As we all know, when you buy just about any product now the label is filled with promises. How it was grown or processed, where it came from, how it got here, what it has in it…

When it comes to coffee, many people look at all these images and wonder, “What do these mean?”

Well, in this blog we are going to break down the mystery between two frequently used terms related to those images: Fair Trade and Direct Trade.

Let’s begin by defining the two terms.

Fair Trade is a set of standards regulated by third party non-profit organizations. The goal of these standards is to improve the lives of farmers and their communities while producing a high quality product. Because Fair Trade does require a certification to be earned by the farms, certified brands will have a logo on the packaging to help consumers differentiate them.

Direct Trade is a set of standards regulated by individual companies. The goal of these standards is to improve quality of coffee. Since higher quality coffee can demand a high price, the hope is that the extra profits will go back to the farmer’s in the form of increased wages and community improvements. Because there is no legal or formal Direct Trade certification, these products do not have a logo to differentiate them at this time.

And just in case those definitions seem a bit dry, give this video a glance. PBS hosts an entire web series from The Lexicon of Sustainability called Know Your Food. This series helps define the terms people need to understand if they are going to truly live a more sustainable life. Armed with this knowledge, people can make more informed decisions about the food they chose to eat.

So, what is the difference?

First, we need to be clear that one approach is not better than the other.
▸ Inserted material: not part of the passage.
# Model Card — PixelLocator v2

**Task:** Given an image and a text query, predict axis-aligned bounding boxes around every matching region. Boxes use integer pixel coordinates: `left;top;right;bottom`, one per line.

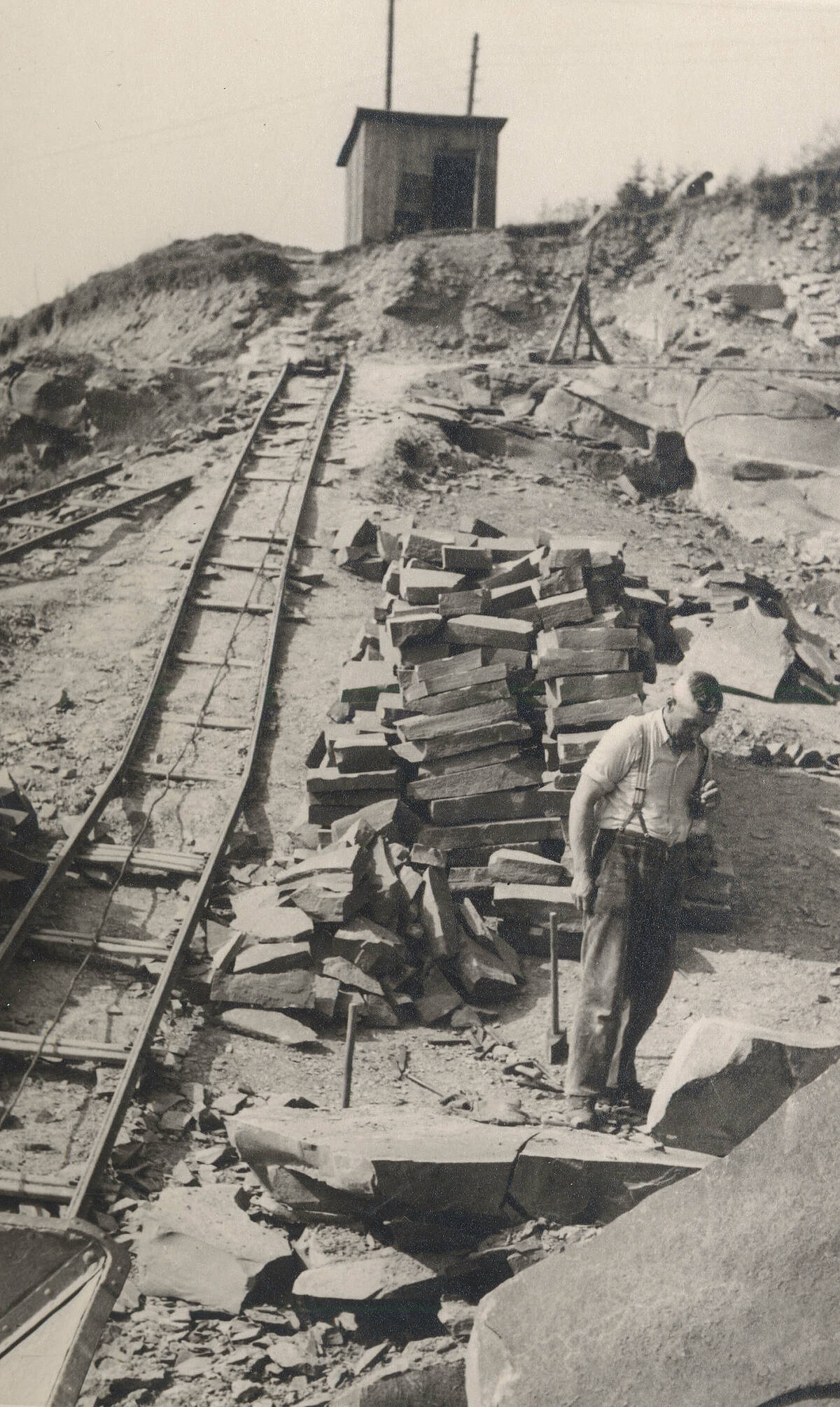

Both programs have strategies in place to create evolving solutions.

And secondly, it all really comes down to what they value. While many of their values; quality, farmer and community empowerment, and environmental sustainability, overlap.  Fair Trade farmers are not compensated for great coffee and there are fewer farmers that benefit from Direct Trade.

Now what should you take away from this brief rundown? Education is key! Educate yourself about the program the logo belongs to and about the brand you are buying. The more we learn the better our choices will become. And we can be more confident that our money is going to people who genuinely value the building of strong communities and true sustainability.